- Wealth PMS (50L+)
Here’s what I think.
1) It’s an NFO with nothing special, just tax saving diversified equity. You can get this from other, more established funds like HDFC Taxsaver, or Magnum Taxgain.
2) There is no real track record (HSBC Equity fund has underperformed all the major performing funds over the last two years). No other equity based offering from HSBC Investments (the AMC) has shown a stellar record.
3) There is no drop in the entry load (2.25%), and the recurring expense is estimated at 2.5% (greater than most funds) meaning that there is no benefit in investing in this fund as compared to other, existing, performing taxsaver funds.
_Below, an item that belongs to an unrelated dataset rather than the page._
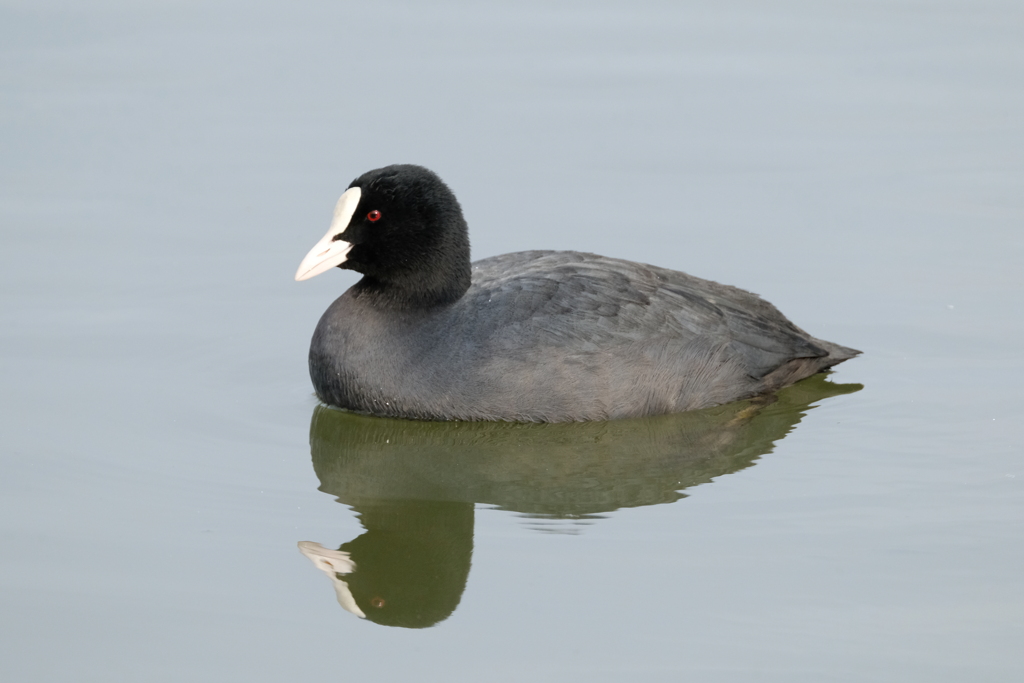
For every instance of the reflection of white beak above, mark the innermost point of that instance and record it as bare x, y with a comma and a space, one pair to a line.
330, 251
334, 562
Luckily there is no problem with initial expenses this time, they will be managed through the entry load only. Even so, some of the marketing expenses will probably need to be accounted for, as I feel they will cross the 2.25% limit (remember, this limit includes distributor commissions, which will likely be around the 2.25% limit). It’ll be interesting to see how the NAV performs, since the AMC will want to recover these extra expenses through the fund (perhaps by front loading these expenses?).
My view: You are better off buying a presently available fund with a good track record, like HDFC Taxsaver or Magnum Taxgain. They have generated very good returns in the past. Let the HSBC Taxsaver fund run through a year and we’ll re-evaluate it to see how it has performed. Perhaps it will be an outperformer, but now is too early to say.